In Reggio, teachers follow the lead of children, and their families, in order to develop emergent, project-based teaching and learning. Within the emergent curriculums of the Reggio approach, the outside interests of children and the emergence of new technologies are incorporated rather than looked past or avoided. As Malaguzzi suggested:
“schools should be continually seeking more and better materials, wider spaces, and suitable structures so as to never fall behind” – Malaguzzi, Spirit of Studio 19
In addition to the above elements, Reggio Emilia educators believe that children have the right to express themselves through whatever modes they choose. In Reggio, multimodality is referred to as children’s 100 languages. Therefore, digital technology is viewed as another medium with which children can express themselves (both literally and figuratively).

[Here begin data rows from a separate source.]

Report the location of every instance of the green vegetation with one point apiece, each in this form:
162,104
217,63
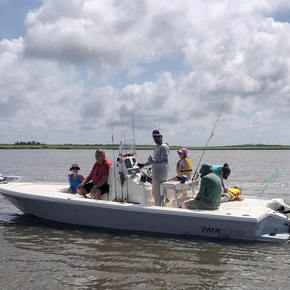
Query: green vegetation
37,145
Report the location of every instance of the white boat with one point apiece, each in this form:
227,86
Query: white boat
129,206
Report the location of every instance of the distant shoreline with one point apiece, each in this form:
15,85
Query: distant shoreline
144,147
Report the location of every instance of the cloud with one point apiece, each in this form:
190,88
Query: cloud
84,64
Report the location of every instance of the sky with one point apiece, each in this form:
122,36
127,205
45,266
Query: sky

A recent post on the Italian website, “Reggio Children” sums up the Reggio Emilia perspective on technology in relation to children’s 100 languages . Scheda atelier writes:
The digital has the potential to transform teaching-learning contexts, offering children’s thoughts and theories new modes of representation, proposing a dimension of culture capable of merging the abstract with the artisanal. Children simultaneously act on plural levels of representation in these digital contexts, exercising for a form of hybrid, integrated, flexible thinking. What we aspire to is a connected and synthetic [from synthesis] form of intelligence, not narrowly discipline-based, but capable of being constructed in the research into meanings, on the borderlines between different languages.
That being said, it is clear that the Reggio Emilia approach does not debate over the potential value or harm of digital technology on young children but rather embraces it as a valuable material for learning. Unlike the Early Years curriculums of British Columbia, the early learning centres of Reggio Emilia have included digital technology in publications for decades.

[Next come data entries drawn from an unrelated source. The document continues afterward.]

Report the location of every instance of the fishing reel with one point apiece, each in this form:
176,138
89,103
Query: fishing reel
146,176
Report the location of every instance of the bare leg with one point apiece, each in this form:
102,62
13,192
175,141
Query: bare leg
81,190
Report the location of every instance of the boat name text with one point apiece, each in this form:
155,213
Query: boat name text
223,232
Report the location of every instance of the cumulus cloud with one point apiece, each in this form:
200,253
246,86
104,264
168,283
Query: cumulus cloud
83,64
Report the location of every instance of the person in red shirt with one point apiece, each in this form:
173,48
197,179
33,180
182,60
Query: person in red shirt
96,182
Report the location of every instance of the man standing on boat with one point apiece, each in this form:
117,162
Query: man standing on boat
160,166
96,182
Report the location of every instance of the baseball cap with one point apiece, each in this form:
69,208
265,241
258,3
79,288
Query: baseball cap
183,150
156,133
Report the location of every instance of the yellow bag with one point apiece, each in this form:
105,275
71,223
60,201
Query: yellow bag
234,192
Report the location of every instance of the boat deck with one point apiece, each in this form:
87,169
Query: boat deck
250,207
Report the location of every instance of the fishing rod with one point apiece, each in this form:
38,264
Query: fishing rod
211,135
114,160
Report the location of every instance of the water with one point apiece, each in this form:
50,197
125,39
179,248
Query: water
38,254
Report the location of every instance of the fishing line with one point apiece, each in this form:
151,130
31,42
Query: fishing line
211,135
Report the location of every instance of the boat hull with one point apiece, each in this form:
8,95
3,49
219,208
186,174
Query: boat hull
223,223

Thank you for reading. More thoughts, information, and learning to come.
Atelier, S. Reggio children atelier. Retrieved from www.reggiochildren.it
Edwards, C., Gandini, L., & Forman, G. (2011). Introduction: Background and starting points. In Langara College (Ed.), Historical, philosophical and cultural influences on early childhood education. (113-134). Vancouver, BC: Langara College
Fraser, S. (2012). Authentic childhood: Experiencing reggio emilia in the classroom. (3rd Ed.) Toronto, ON: Nelson Education Ltd.

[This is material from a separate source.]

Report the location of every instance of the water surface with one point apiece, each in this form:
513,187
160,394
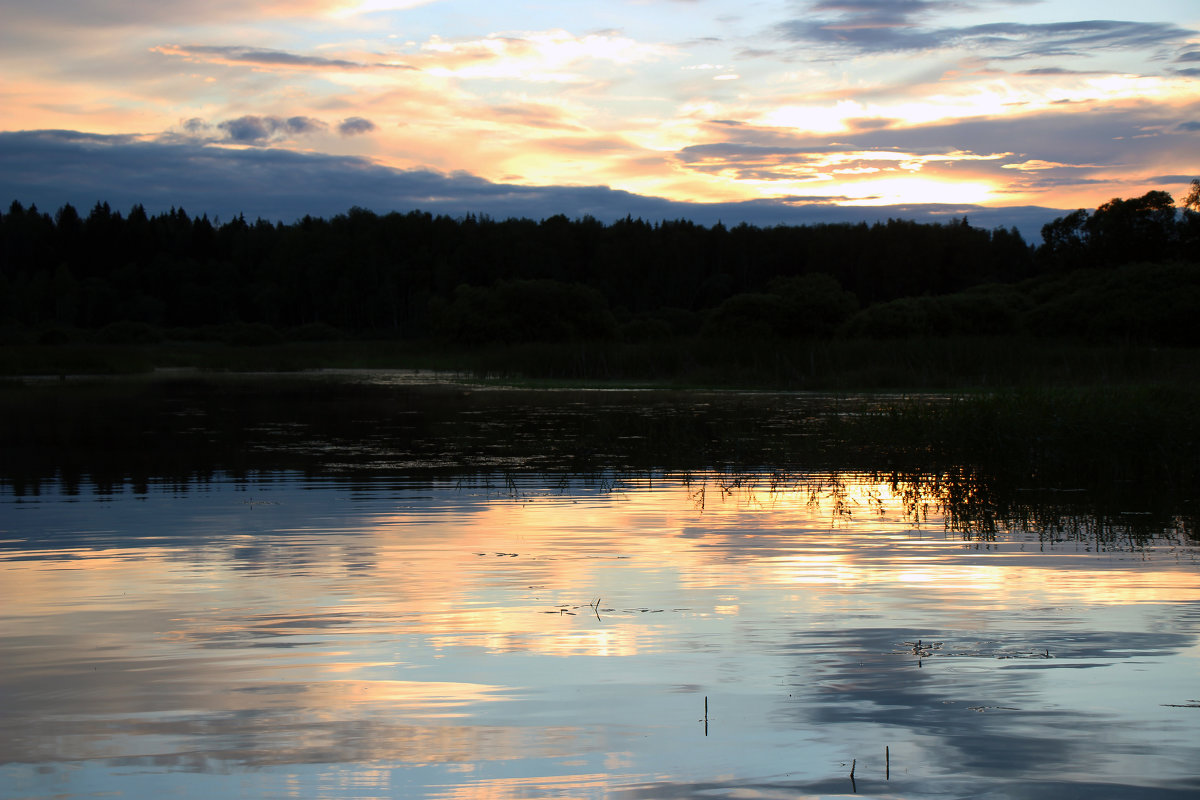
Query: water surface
586,633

Gandini, L., Hill, L. & Schwall, C. (Eds.), In the spirit of the studio. (47-57) New York, NY: Teachers College Press.
Pelo, A. (2008) Rethinking early childhood education. Milwaukee, Wisconsin: Rethinking Schools Ltd.
Vecchi, V. (2010). Art and creativity in reggio emilia: Exploring the role and potential of ateliers in early childhood education. New York, NY: Routledge, Taylor & Francis Group.